Editing gradients
Various places in the program allow you to fill something with a gradient. When you choose to use a gradient to fill a panel in the Panel Properties dialog or a balloon in the Balloon Properties dialog, the dialog expands to show the gradient editing controls inline. When you choose to fill a path with a gradient in the part editor, you are given a gradient popup button. Clicking it shows a popup window in which you can edit the gradient. The gradient controls in both of these situations are identical.
This shows the gradient editor displaying a two-color, linear gradient that gradates the colors from top to bottom. All of these details can be changed in the gradient editor. The colors and how they are distributed through the gradient are controlled by the gradient bar on the left. The type of gradient, linear or radial, is control by the selector control at the top. The large square area serves as a preview for the gradient and allows you to control specific aspects of the linear or radial gradient.
Color Stops
On the left side of the gradient editor is a vertical bar on which you can edit the color stops of the gradient. The color stops are the colored tabs attached to the bar. Color stops have a location and a color.
Moving color stop
You can edit a color stop’s location by dragging the color stop up and down along the bar. You can see the effect this has on the gradient in the controls. The gradient doesn’t have to have a color stop at the beginning or the end of the range. If the first stop isn’t at the beginning, the gradient begins with that stop’s color as a solid color until it gets to the stop. The same is true if the last stop isn’t at the end. Otherwise, for each pair of adjacent color stops, the color smoothly transitions from the color of one stop to the color of the next one along the gap between the stops.
If two color stops are in the same location, the gradient will contain a sharp color boundary at that location. The color stop markers on the bar will each become two half-color stop markers in this case so you are able to click on either of them.
Changing the color of color stops
You can edit the color of a color stop by clicking on it, which displays the color editing popup, and editing the color in that popup. Colors in gradients are allowed to have translucency, which you can adjust with the opacity slider in the color popup.
Adding color stop
A gradient must have at least two color stops, but it can have more than that.

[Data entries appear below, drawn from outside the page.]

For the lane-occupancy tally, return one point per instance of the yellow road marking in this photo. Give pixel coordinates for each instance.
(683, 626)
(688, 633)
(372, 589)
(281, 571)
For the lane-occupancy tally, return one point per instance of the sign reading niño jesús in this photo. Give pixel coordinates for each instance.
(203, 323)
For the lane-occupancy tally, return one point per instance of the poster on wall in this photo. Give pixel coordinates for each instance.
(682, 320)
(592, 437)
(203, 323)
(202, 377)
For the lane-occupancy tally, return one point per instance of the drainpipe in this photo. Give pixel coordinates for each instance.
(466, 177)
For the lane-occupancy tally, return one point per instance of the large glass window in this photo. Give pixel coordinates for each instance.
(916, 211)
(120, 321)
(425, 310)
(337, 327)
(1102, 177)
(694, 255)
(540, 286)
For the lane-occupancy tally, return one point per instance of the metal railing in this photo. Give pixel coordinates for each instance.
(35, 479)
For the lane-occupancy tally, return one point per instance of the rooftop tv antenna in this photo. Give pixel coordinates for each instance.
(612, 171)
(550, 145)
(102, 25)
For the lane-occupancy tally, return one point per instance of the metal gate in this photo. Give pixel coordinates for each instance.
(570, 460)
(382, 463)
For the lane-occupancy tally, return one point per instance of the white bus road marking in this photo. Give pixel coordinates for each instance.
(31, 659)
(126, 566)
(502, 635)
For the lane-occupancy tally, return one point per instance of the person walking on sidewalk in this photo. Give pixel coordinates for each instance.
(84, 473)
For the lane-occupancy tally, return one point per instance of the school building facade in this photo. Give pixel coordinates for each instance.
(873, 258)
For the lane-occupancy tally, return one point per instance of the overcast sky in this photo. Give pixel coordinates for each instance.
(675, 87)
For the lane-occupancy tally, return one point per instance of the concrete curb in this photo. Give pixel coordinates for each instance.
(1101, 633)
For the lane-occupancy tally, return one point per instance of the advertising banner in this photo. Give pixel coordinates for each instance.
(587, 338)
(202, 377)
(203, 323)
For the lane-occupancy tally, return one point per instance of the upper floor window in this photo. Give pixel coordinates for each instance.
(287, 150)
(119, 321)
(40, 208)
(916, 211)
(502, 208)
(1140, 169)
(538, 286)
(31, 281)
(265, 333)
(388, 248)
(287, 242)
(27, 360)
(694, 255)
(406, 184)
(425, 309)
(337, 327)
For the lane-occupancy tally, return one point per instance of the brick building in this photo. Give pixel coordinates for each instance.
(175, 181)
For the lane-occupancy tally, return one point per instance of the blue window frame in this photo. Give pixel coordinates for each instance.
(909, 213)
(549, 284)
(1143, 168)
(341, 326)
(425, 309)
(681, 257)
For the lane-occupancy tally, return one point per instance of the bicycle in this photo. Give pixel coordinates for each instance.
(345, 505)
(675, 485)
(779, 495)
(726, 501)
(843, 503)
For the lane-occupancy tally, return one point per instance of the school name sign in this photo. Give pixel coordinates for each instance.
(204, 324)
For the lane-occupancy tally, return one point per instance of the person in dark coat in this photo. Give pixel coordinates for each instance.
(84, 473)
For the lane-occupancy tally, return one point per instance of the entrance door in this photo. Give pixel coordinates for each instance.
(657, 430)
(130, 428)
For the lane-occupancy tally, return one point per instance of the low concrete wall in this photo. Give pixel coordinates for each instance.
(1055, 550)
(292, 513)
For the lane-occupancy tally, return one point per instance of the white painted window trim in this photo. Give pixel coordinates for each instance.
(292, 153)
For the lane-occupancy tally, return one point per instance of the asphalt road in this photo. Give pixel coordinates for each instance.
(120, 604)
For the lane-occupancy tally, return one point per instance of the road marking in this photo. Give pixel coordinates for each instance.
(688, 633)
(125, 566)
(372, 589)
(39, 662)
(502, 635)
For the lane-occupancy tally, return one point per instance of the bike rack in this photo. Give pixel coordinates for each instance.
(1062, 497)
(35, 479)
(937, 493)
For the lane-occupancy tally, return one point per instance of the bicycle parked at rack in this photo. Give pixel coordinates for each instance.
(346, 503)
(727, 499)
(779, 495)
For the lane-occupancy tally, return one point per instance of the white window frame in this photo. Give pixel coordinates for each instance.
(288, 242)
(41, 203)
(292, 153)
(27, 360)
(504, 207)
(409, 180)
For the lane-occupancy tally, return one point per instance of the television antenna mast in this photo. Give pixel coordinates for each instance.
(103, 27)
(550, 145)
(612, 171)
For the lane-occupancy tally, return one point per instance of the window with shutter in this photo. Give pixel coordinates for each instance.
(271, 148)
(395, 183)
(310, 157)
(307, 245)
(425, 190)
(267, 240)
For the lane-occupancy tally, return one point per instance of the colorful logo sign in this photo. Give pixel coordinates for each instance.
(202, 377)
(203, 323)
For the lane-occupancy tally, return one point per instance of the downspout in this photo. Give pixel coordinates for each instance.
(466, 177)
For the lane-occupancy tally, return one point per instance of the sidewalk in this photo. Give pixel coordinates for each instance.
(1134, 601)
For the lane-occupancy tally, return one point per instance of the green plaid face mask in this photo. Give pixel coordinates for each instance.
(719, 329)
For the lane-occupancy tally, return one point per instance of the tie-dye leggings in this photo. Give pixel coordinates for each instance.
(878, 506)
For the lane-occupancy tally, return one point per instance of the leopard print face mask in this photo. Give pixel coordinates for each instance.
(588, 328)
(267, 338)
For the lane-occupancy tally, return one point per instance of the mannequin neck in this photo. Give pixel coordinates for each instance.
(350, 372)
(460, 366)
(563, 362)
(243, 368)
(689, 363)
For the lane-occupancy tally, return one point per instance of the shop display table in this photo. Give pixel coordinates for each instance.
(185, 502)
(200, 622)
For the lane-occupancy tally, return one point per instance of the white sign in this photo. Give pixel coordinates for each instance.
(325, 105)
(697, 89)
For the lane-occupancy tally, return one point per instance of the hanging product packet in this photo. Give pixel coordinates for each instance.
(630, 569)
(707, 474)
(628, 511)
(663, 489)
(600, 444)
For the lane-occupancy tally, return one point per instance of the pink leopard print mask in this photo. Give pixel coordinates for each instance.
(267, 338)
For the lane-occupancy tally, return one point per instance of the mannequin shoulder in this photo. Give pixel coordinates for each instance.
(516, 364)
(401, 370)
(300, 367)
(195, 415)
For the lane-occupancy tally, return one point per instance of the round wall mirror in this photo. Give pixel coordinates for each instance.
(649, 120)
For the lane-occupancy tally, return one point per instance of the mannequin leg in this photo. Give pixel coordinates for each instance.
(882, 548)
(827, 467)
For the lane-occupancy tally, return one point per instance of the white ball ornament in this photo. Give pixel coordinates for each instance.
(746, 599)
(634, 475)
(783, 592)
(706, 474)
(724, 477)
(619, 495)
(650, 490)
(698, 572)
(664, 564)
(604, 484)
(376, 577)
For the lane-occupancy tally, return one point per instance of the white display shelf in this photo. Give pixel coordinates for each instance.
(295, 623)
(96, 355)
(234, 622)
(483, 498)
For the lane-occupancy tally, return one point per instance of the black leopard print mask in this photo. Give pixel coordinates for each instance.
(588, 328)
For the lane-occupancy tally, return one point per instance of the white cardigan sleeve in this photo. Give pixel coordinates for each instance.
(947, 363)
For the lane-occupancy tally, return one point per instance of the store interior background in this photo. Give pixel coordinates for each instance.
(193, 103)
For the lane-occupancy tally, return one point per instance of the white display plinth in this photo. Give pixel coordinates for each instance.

To add a stop, either click on the bar, or click in the space where the color stops go, anywhere there isn’t already a color stop. The color stop added will have an initial color equal to the color that was already in that position in the gradient. A new color stop doesn’t affect the appearance of the gradient until you either move it or change its color. If you create a new stop between two existing stops and just move it one way to the other, you are essentially accelerating the gradation of one part of the range and slowing it in the other part of the range.
Deleting color stops
If there are more than two color stops in a gradient, you can delete one by clicking it and dragging to the left or right, off the bar, until it disappears. (The color stop will not follow the mouse off the bar, it will just be deleted when the mouse is far enough away.) If you did not mean to delete the color stop, just move the mouse back toward the bar until it reappears before releasing the mouse button.
Linear Gradients
A linear gradient looks like an area filled with parallel lines, each one a slightly different color from the previous one. They can fill the rectangular enclosing bounds of whatever they are drawn in at any angle. The angle of the gradient is indicated by the white arrow in the gradient preview. You can change the angle by clicking and dragging anywhere within the preview. While you are dragging, the angle snaps to horizontal and vertical angles and 45 degree diagonal angles when it is near them to make it easier to hit these regular angles. You can suppress this snapping by holding down the Command key.
Radial Gradients
A radial gradient looks like an area filled with concentric circles, each one a slightly different color from the last one. The center point can be anywhere inside the rectangular bounds of the area being filled. You can change the center point of the gradient by clicking anywhere within the gradient preview and dragging. While you are dragging, the center point snaps to the horizontal or vertical center of the area if it gets close to it. You can suppress this snapping by holding down the Command key.